Perform cluster analysis on the feature vector set with a classification module and determine a cluster to which the feature vector value belongs, so that a recommendation module can receive a list of audit criteria used for supplier audit, and according to the The cluster to which the eigenvector value belongs generates a corresponding item of recommended audit criteria for a related topic.

5 . The method of integrating qualitative data and quantitative data to recommend audit criteria as claimed in claim 4 , wherein the feature vector set is clustered using K-means algorithm. 6 .

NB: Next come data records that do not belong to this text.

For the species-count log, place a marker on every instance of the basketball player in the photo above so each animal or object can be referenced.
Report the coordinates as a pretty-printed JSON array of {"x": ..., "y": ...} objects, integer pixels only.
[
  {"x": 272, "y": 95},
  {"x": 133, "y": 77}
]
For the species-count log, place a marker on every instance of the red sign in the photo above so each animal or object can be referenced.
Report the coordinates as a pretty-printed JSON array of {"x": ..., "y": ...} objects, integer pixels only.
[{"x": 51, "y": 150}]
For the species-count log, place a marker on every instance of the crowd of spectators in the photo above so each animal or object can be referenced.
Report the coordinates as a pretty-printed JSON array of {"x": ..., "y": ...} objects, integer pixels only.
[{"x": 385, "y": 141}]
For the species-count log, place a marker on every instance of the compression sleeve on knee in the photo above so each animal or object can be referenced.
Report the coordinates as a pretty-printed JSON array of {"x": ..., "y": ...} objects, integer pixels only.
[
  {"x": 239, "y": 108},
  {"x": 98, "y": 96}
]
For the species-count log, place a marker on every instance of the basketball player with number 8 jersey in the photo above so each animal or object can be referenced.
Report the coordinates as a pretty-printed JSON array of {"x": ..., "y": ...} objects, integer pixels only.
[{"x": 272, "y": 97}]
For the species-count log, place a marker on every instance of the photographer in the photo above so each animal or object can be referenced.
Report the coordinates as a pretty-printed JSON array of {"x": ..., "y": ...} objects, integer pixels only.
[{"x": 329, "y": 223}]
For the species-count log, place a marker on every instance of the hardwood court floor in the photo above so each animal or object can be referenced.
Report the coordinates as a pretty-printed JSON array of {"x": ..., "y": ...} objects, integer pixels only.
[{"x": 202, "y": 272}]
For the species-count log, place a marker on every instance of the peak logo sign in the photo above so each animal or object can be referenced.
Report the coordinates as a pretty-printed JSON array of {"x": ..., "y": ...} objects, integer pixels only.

6 . The method for integrating qualitative data and quantitative data for recommendation of audit criteria as claimed in claim 4 , wherein the classification module calculates a distance value between the feature vector value and the center of gravity of each of the clusters. 7 . , taking the cluster with the smallest distance value as the cluster to which the feature vector value belongs.

7 . The method of integrating qualitative data and quantitative data for recommendation of audit criteria as claimed in claim 4 , wherein the cluster analysis reduces the dimension of the feature vector for establishing the cluster analysis through the weighted K-mean feature selection algorithm. 8 .

8 . The method for recommending audit criteria by integrating qualitative data and quantitative data according to claim 4 , wherein the topic model probability distribution is established by at least one of implicit Dirichlet distribution or non-negative matrix decomposition. 9 .

9. The method of integrating qualitative data and quantitative data for recommendation of audit criteria as claimed in claim 4, wherein the quantitative data of the supplier's business data at least comprises a supplier number data, a turnover data, a management data Any or combination of time data.